DESCRIPTION (provided by applicant): It is estimated that over 100 million Americans suffer from chronic pain at an annual cost to our society of over 500 billion dollars. For centuries, opioid drugs such as morphine have been the first-line treatment for severe pain. However, over time tolerance to opioid analgesia develops. Patients face increased risk as well as suffering when opioids lose effectiveness. In this proposal I describe our groundbreaking discovery that the clinically used epidermal growth factor receptor (EGFR; ErbB1) antagonist gefitinib (Iressa) completely reverses morphine tolerance. Based on our findings, we hypothesize that: 1) ErbB signaling is necessary and sufficient to cause morphine tolerance; 2) Chronic opioid administration increases ErbB signaling and may underlie the phenomenon of incomplete cross tolerance; 3) Chronic opioid administration differentially regulates ErbB expression and co-localization in the dorsal root ganglion and substantia gelatinosa; and 4) Opioid-induced ErbB signaling outputs are determined by a tightly regulated transcriptional network. We will test these hypotheses by performing studies with the following Specific Aims: 1) Define the mechanisms by which ErbB receptor signaling mediates opioid tolerance; 2) Determine the effects of opioid tolerance on ErbB signaling and whether ErbB signaling can explain incomplete cross tolerance; 3) Define the specific cellular subtypes expressing ErbB receptors in the dorsal root ganglion and dorsal horn of the spinal cord, and determine if their anatomic relationships are altered by chronic opioid administration; and 4) Determine the regulation of ErbB signaling responses induced by opioids, and begin to define the network structure that underlies these responses. These studies should dramatically improve our understanding of the molecular mechanisms underlying opioid tolerance. They also may lead to a completely new approach for the treatment of chronic pain. Our findings have the potential to dramatically reduce human suffering and improve the quality of life for untold millions of patients suffering from intractabl pain.

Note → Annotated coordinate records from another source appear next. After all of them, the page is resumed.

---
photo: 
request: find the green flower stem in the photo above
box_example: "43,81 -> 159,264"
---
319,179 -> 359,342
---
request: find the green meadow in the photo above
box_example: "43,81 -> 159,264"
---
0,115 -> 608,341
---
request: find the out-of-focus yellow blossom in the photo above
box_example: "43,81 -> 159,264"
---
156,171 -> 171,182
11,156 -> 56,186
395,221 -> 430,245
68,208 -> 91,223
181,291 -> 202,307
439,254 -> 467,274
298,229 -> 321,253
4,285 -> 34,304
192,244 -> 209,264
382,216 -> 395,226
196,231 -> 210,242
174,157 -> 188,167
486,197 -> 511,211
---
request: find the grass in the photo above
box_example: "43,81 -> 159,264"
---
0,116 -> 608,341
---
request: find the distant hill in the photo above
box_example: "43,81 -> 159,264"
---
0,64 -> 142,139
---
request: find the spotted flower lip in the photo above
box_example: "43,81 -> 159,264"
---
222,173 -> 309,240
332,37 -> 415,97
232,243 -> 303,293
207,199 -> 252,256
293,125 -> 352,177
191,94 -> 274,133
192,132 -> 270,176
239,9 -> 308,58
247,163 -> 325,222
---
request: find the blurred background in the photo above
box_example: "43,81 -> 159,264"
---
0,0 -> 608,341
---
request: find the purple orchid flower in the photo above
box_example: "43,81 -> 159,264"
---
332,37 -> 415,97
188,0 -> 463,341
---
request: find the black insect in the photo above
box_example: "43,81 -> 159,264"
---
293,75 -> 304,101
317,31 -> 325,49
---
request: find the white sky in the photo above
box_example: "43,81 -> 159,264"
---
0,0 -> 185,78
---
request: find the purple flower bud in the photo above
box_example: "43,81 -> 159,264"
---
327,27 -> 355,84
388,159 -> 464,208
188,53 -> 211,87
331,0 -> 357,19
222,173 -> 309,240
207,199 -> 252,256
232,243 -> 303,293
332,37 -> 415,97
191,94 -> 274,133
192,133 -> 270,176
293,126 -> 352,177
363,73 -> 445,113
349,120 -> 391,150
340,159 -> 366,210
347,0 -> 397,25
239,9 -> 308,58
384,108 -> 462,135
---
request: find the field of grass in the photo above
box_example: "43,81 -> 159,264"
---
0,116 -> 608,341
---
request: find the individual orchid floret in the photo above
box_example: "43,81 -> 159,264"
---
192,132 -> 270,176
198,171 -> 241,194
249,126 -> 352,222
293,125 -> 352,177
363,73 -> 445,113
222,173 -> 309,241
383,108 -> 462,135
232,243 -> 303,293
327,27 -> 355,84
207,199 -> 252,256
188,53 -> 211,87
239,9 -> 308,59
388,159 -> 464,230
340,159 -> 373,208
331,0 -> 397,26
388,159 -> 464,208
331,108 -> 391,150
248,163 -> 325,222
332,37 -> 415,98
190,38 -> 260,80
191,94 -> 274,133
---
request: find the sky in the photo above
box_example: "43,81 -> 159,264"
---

描述（由申请人提供）：据估计，超过5亿美元的社会，超过1亿美国人患有慢性疼痛。几个世纪以来，吗啡等阿片类药物一直是严重疼痛的一线治疗方法。但是，随着时间的流逝，对阿片类镇痛的耐受性会发展出来。当阿片类药物失去效力时，患者面临着增加的风险和痛苦。在该提案中，我描述了我们的开创性发现，即临床使用表皮生长因子受体（EGFR; ERBB1）拮抗剂Gefitinib（IRESSA）完全逆转了吗啡的耐受性。根据我们的发现，我们假设：1）ERBB信号传导是必要的，足以引起吗啡耐受； 2）慢性阿片类药物给药增加了ERBB信号传导，并可能是不完全交叉耐受的现象； 3）慢性阿片类药物给药差异调节背层神经节和明质质体的ERBB表达和共定位； 4）阿片类药物诱导的ERBB信号输出由严格调节的转录网络确定。 我们将通过以下特定目的进行研究来检验这些假设：1）定义ERBB受体信号介导阿片类药物耐受性的机制； 2）确定阿片类药物耐受性对ERBB信号传导的影响以及ERBB信号是否可以解释不完全的交叉耐受性； 3）定义特定的细胞亚型，在脊髓的背根神经节和背角中表达ERBB受体，并确定其解剖学关系是否因慢性阿片类药物的施用而改变； 4）确定阿片类药物诱导的ERBB信号反应的调节，并开始定义这些响应基础的网络结构。这些研究应大大提高我们对阿片类药物耐受性的分子机制的理解。它们还可能导致一种全新的方法来治疗慢性疼痛。我们的发现有可能大大减少人类的痛苦，并改善数百万患有疼痛的无数患者的生活质量。